When I read that, two things struck me. First, this was the first time, and I actually wrote my notes down at this time, in 16 years as a member of Parliament that I had seen a cabinet leak. These things simply do not happen--cabinet leaks as opposed to leaks from caucuses. They are unheard of. Second, this was not one source leaking from cabinet, it was from two sources. The note I made to myself at that time was, “These things just don't happen. The note was not a single source, there were several. Several sources equals this was a deliberately approved leak, approved at the highest level.” I noted as well, “This is a blow-by-blow description of a cabinet meeting.”

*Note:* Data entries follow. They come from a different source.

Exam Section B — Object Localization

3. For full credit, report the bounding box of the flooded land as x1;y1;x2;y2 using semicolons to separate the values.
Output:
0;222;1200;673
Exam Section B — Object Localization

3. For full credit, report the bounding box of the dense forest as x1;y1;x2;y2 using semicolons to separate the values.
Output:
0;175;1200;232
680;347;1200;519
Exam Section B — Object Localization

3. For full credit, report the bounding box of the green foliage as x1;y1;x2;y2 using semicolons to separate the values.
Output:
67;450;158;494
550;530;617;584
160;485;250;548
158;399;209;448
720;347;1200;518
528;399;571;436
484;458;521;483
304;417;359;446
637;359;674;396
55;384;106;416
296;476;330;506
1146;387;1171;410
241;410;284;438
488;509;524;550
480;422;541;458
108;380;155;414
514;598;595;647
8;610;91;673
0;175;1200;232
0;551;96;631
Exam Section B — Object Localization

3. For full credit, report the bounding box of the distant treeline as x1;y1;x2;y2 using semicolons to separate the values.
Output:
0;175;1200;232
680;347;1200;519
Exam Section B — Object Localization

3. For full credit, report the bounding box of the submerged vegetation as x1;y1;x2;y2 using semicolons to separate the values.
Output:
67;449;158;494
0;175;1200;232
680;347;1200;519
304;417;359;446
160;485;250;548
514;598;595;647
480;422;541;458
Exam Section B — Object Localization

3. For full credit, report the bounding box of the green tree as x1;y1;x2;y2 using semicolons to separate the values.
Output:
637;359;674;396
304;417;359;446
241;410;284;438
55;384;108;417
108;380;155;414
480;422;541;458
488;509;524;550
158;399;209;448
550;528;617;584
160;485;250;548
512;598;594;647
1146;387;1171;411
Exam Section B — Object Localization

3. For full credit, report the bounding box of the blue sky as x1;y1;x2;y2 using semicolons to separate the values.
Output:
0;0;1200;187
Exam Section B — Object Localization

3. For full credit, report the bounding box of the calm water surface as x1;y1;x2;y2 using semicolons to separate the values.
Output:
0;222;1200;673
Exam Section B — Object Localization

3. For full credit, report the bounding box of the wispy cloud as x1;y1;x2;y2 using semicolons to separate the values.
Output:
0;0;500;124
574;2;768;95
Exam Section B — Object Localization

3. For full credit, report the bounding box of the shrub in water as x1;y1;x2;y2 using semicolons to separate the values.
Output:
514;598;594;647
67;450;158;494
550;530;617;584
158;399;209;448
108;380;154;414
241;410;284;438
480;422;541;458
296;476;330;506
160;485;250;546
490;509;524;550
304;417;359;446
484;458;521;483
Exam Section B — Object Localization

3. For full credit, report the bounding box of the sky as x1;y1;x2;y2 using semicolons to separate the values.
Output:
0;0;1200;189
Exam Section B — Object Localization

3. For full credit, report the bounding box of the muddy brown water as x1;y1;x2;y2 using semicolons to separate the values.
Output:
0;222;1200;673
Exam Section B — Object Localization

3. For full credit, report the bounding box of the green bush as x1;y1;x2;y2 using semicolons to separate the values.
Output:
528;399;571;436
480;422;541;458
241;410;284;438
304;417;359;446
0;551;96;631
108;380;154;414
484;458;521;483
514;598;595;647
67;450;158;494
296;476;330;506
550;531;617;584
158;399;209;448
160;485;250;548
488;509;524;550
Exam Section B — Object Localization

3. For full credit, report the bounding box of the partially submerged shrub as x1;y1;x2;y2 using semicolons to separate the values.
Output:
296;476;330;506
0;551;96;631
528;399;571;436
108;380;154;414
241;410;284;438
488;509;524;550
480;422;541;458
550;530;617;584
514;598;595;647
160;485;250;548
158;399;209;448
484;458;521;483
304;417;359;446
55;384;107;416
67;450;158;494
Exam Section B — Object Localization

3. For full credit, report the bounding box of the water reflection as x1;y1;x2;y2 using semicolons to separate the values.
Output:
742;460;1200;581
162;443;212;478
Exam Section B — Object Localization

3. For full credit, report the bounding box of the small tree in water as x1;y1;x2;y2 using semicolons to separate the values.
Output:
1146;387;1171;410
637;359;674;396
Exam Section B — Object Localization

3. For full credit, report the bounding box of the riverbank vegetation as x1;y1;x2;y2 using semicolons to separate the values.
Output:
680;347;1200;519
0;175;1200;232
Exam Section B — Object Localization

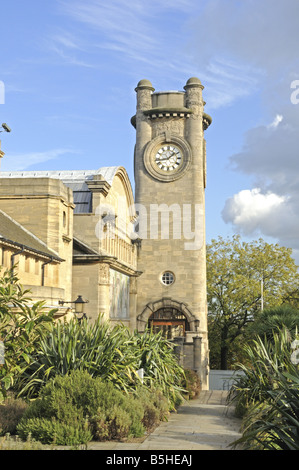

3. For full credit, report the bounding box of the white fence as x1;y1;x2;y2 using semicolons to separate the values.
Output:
209;370;244;390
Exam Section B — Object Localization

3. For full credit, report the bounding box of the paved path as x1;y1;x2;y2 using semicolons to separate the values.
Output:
88;390;241;451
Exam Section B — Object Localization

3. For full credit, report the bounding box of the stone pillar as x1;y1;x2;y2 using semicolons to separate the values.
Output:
193;336;202;377
98;264;110;320
173;337;184;367
129;276;137;331
134;80;155;203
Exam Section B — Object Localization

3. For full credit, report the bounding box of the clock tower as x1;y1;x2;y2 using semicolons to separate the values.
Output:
132;77;211;389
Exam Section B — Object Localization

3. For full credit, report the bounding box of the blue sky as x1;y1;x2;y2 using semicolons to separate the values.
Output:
0;0;299;262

This is very problematic. Cabinet leaks are strictly prohibited. They are confidences of the crown. The Manual of Official Procedure of the Government of Canada says on page 17:
Meetings of Cabinet are secret...Any announcements after meetings are made by the Prime Minister at a press conference or by press release, or can be made by the responsible minister.

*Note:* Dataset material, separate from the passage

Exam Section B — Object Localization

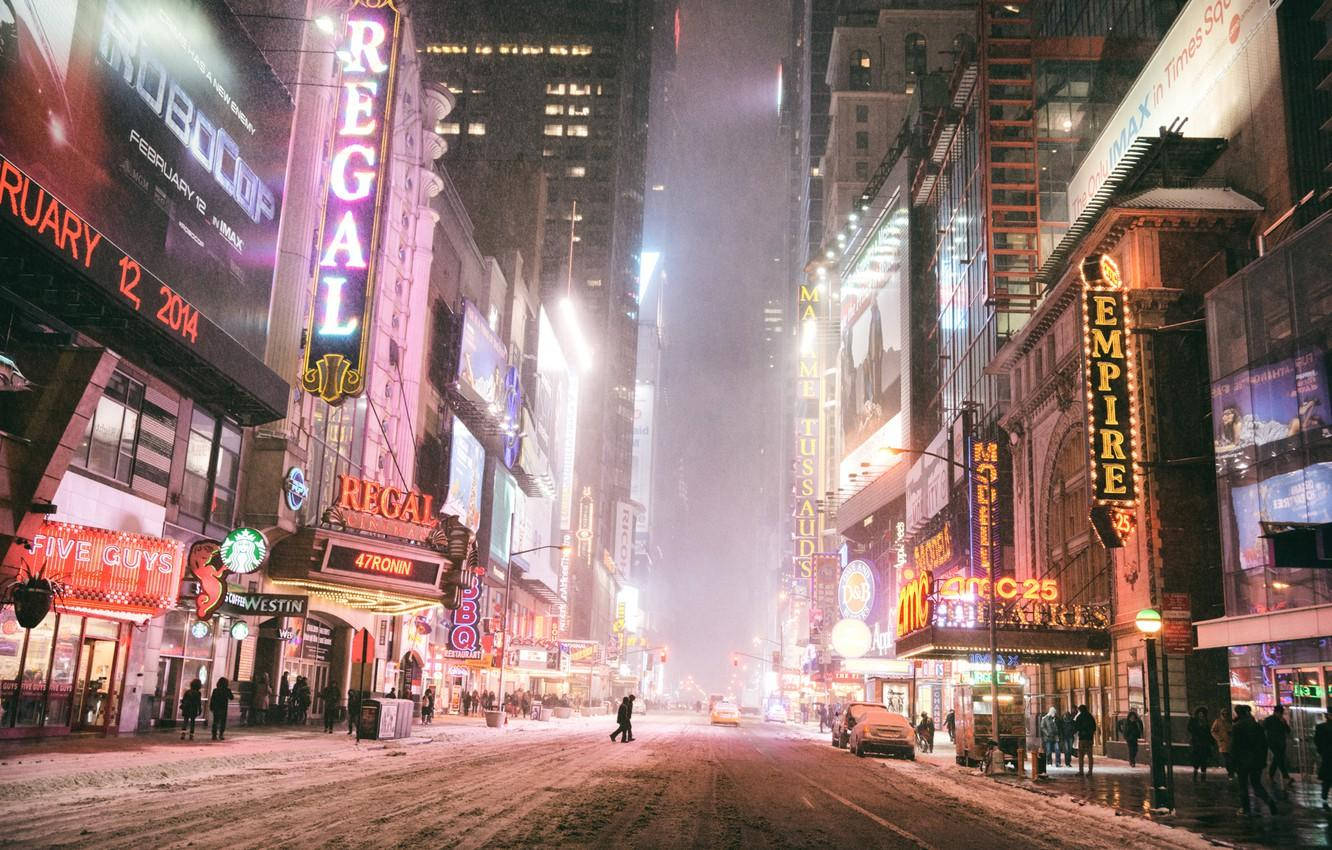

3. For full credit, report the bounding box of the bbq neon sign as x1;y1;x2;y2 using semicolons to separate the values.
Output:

However, details of cabinet meetings are never made public. This is such a serious matter that if a minister resigns as a result of a discussion that took place in cabinet, the minister must actually seek permission to make public the grounds on which he or she has resigned. That is how seriously cabinet conferences are taken.
Let me quote from the appendices of the Manual of Official Procedure. This is the letter one would send if one had resigned:
As I am bound by my oath as a Privy Councillor I do not feel feel I can properly justify the course of action I have chosen to follow [in resigning] unless His Excellency the Governor General releases me from this oath so that I may publicly disclose the reasons for my resignation as I gave them to Cabinet.

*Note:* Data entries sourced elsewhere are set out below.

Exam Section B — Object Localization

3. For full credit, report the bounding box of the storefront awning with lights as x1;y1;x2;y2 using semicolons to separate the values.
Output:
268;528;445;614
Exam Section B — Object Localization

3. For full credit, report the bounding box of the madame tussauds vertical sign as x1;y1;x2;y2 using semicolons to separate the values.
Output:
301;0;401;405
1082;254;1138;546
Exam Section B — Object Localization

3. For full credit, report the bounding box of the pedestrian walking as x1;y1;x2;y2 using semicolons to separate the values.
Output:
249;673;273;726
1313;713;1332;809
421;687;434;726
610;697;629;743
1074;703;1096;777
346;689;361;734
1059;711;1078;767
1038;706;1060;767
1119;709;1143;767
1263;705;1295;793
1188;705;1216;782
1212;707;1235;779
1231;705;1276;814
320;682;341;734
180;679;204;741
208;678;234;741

That is how seriously this is taken. In the case of this leak, this struck me as preposterous and so, on February 7, I asked the government House leader the following question:
Given the existence of two anonymous sources, this does look like a coordinated effort to allow the Prime Minister to spread the blame for changing course [on electoral reform] to the entire cabinet. However, I could be wrong about the source of leaks. Therefore, has a Privy Council Office investigation been launched into these leaks from cabinet?
The response I got, which was most unsatisfactory, from the House leader was, “Mr. Speaker, no, it has not.”
The question is, has an investigation taken place and why, if one has not taken place, should we believe anything other than that the Prime Minister himself is responsible for these leaks from cabinet?